In the news recently was the wonderful story about an old Glasgow pub, designed in the Mackintosh ‘art nouveau’ style of the early 20th century, brought back to life as a ‘speakeasy’, social gathering space in the offices of a hi-tech global health firm in California. When ‘St Mungo Vinters’ closed in 1974, the whole interior was bought by an antiques dealer, and was shipped ‘lock, stock and barrel’ to his Californian warehouse.

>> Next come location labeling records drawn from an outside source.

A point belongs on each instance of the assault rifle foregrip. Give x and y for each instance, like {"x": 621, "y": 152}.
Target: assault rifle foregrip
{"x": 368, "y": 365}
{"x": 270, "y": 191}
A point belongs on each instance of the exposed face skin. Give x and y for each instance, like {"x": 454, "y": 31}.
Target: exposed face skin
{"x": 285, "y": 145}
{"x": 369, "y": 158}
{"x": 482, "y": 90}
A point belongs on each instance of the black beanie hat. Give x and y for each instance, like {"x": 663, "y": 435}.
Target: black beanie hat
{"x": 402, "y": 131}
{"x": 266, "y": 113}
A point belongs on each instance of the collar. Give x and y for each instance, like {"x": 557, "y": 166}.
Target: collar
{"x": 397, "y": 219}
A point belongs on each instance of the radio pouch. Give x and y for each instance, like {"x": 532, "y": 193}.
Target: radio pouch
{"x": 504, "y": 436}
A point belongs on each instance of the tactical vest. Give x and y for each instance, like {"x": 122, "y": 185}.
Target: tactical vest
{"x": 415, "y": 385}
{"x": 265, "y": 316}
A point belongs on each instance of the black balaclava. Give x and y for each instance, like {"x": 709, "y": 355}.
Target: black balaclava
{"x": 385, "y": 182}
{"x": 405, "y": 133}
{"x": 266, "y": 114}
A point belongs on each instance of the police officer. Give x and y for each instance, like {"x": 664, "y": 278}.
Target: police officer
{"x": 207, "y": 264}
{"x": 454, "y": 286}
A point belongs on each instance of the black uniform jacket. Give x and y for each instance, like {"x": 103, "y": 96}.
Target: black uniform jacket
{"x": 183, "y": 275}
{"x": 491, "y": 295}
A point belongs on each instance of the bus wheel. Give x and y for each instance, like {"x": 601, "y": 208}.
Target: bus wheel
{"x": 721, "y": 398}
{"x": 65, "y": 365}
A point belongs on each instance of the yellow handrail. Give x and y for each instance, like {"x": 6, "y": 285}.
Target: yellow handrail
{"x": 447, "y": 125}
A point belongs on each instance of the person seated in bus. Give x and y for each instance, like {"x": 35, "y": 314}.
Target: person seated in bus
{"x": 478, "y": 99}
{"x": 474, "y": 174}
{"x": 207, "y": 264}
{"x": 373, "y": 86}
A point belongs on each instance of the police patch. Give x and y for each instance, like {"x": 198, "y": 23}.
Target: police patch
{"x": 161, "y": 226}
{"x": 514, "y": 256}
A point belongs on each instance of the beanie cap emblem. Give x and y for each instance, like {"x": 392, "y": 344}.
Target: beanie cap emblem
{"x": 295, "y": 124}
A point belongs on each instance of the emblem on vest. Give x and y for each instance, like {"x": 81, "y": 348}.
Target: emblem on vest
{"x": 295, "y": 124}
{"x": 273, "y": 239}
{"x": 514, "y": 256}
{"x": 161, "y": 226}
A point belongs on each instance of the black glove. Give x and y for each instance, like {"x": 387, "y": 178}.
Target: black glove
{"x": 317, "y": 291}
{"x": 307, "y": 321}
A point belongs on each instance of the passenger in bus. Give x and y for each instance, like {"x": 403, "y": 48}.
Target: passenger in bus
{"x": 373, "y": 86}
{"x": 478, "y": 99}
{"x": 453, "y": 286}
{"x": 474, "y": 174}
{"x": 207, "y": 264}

Over the past two years, the bar has been re-assembled and restored almost exactly as it was, in a way that my more wayward Glaswegian relatives from the past would surely recognise!

St Mungo Vintners is the same bar, but now it has an entirely different outlook. It has a new life in a new country, serving a strong social purpose in an age where technology can diminish meaningful social contact.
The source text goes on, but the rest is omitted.